Глаза Оболяева, при этихъ мысляхъ, весело прищурились, сквозь рѣдкіе, съѣденные зубы послышался кашель и смѣхъ, и все его тѣло отрадно заколыхалось. Нитка выпала изъ иглы. Отеревъ слезы, но еще смѣясь, онъ ссучилъ и прикусилъ нитку, и только что нацѣлилъ ее въ иглу, свѣтъ ему заслонило что-то бѣлое и лохматое. Умётчикъ поднялъ глаза.

Передъ нимъ стоялъ, съ ружьемъ въ рукѣ, — придерживая на плечѣ убитую козу, — средняго роста, сильно исхудалый, загорѣлый и широкоплечій, лѣтъ тридцати двухъ, мужикъ, съ рѣдкою, чернявою бородкой, въ которой уже пробивалась ранняя сѣдина, — въ посконной, примаранной кровью, рубахѣ, синихъ набойчатыхъ шараварахъ, сермяжномъ колпакѣ и худыхъ, на босу ногу, котихъ. Лохматые псы пропустили подошедшаго, безъ лая, какъ знакомаго человѣка.

— Освѣжуй-ка, надёжа! — усталымъ, хриплымъ голосомъ сказалъ подошедшій, сбрасывая на-земь дичину. — Ужь и походилъ я, полазилъ за нею… Сайгачокъ хоть куда!

Онъ снялъ шапку и, отбросивъ со лба слипшіеся, темные волосы, рукавомъ отеръ сильно вспотѣвшее лицо. Его глаза раздражительно улыбались; у лѣваго виска отъ усмѣшки обозначалась морщина.

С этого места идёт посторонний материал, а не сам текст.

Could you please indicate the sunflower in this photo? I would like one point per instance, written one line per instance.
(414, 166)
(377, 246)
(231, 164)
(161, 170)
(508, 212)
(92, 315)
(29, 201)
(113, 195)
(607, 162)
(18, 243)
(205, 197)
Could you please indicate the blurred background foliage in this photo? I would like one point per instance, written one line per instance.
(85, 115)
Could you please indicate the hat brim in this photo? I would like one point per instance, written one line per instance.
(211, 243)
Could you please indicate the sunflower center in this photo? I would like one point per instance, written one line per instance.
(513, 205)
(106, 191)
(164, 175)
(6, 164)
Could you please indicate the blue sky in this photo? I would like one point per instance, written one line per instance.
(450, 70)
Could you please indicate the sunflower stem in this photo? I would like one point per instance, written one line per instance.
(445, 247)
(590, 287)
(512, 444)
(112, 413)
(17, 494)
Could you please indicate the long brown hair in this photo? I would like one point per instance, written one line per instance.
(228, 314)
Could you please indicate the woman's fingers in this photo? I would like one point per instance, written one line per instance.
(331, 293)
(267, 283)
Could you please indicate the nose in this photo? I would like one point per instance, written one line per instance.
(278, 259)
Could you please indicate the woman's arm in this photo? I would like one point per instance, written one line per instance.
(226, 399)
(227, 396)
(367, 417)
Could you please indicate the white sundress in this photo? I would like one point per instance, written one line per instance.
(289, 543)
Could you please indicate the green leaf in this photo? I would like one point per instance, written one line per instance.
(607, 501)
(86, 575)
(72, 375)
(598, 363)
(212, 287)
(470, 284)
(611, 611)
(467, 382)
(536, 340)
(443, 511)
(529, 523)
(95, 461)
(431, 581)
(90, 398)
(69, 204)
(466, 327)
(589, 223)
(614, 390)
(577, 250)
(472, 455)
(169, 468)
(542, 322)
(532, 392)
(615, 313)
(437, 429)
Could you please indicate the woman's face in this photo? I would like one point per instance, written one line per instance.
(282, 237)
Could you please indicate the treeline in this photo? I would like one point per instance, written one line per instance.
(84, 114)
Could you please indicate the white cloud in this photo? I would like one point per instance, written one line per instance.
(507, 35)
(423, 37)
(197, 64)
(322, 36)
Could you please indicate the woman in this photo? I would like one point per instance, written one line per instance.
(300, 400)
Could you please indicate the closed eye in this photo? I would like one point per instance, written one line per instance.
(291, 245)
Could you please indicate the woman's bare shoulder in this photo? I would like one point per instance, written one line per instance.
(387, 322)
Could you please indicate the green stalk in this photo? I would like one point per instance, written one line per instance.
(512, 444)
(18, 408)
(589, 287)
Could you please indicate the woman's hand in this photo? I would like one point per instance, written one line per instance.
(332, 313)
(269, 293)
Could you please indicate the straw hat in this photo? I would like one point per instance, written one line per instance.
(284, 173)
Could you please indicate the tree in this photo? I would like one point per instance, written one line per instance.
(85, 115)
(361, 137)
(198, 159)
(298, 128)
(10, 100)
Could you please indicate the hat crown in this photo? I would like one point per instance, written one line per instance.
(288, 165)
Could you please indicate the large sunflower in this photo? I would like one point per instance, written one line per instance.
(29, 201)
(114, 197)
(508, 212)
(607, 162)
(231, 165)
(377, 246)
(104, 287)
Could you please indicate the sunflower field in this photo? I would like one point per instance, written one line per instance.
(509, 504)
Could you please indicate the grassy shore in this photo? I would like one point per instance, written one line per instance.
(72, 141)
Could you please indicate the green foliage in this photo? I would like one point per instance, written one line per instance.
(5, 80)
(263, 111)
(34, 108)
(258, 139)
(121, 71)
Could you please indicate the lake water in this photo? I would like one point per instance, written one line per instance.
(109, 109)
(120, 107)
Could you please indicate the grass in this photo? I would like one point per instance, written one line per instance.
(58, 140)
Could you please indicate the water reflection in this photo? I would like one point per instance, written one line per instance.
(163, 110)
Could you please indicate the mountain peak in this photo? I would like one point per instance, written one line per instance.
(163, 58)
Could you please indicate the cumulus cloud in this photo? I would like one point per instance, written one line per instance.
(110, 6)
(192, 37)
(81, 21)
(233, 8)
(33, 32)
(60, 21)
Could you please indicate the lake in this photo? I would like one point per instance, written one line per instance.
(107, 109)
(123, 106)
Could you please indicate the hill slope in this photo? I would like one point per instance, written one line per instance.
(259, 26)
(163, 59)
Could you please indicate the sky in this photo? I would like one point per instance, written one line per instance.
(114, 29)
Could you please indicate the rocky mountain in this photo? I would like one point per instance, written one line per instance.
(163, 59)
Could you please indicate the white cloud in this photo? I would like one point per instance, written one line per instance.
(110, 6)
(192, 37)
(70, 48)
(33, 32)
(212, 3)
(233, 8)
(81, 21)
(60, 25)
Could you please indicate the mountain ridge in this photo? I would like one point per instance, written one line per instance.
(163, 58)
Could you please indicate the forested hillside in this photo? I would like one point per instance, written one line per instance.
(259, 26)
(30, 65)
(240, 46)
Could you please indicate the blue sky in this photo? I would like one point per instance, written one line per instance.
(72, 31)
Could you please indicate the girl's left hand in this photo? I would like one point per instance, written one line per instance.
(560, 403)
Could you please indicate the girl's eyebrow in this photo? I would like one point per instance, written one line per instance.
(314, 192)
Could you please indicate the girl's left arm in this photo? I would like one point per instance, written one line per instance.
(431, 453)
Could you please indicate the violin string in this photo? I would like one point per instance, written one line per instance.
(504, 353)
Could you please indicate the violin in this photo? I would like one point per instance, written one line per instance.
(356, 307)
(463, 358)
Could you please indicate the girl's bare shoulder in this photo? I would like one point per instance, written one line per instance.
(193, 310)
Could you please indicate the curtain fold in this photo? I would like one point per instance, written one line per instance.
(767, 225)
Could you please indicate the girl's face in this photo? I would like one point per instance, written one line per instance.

— Молодецъ, Ерёма, Ерёмкинъ-курица! — воскликнулъ умётчикъ, радостно разглядывая молодую, свѣтло-желтую козочку, съ гладкою шерстью и красивыми глазами: — будетъ на праздникъ кашица; такъ-то! Ждалъ тебя долго… наваримъ таперича и напечемъ.

Тотъ, кого Оболяевъ обзывалъ Ерёмой и Ерёмкинымъ-курицей, носилъ, какъ онъ зналъ, другое имя; эти же прозвища были любимыми присловьями умётчика, изъ-за которыхъ его самого звали въ околоткѣ Еремкинымъ-курицей.

— Да ты какъ же это, Емельянъ Ивановичъ? — спросилъ Оболяевъ: — на пастьбѣ его стрѣлялъ, али такъ угодилъ, на бѣгу?

Охотникъ презрительно повелъ черными, наигранными, арестантскими глазами и молча сталъ опять поднимать козу.

— На бѣгу?… Да нешто у меня, какъ у какого пана, готовые патроны при поясѣ и всякое снадобье? Всю картечь давеча разстрѣлялъ; вышелъ съ двумя пульками, самъ знаешь, и все. Говорю тебѣ, выслѣдилъ въ гаю.

Не двигаясь съ мѣста, охотникъ помолчалъ.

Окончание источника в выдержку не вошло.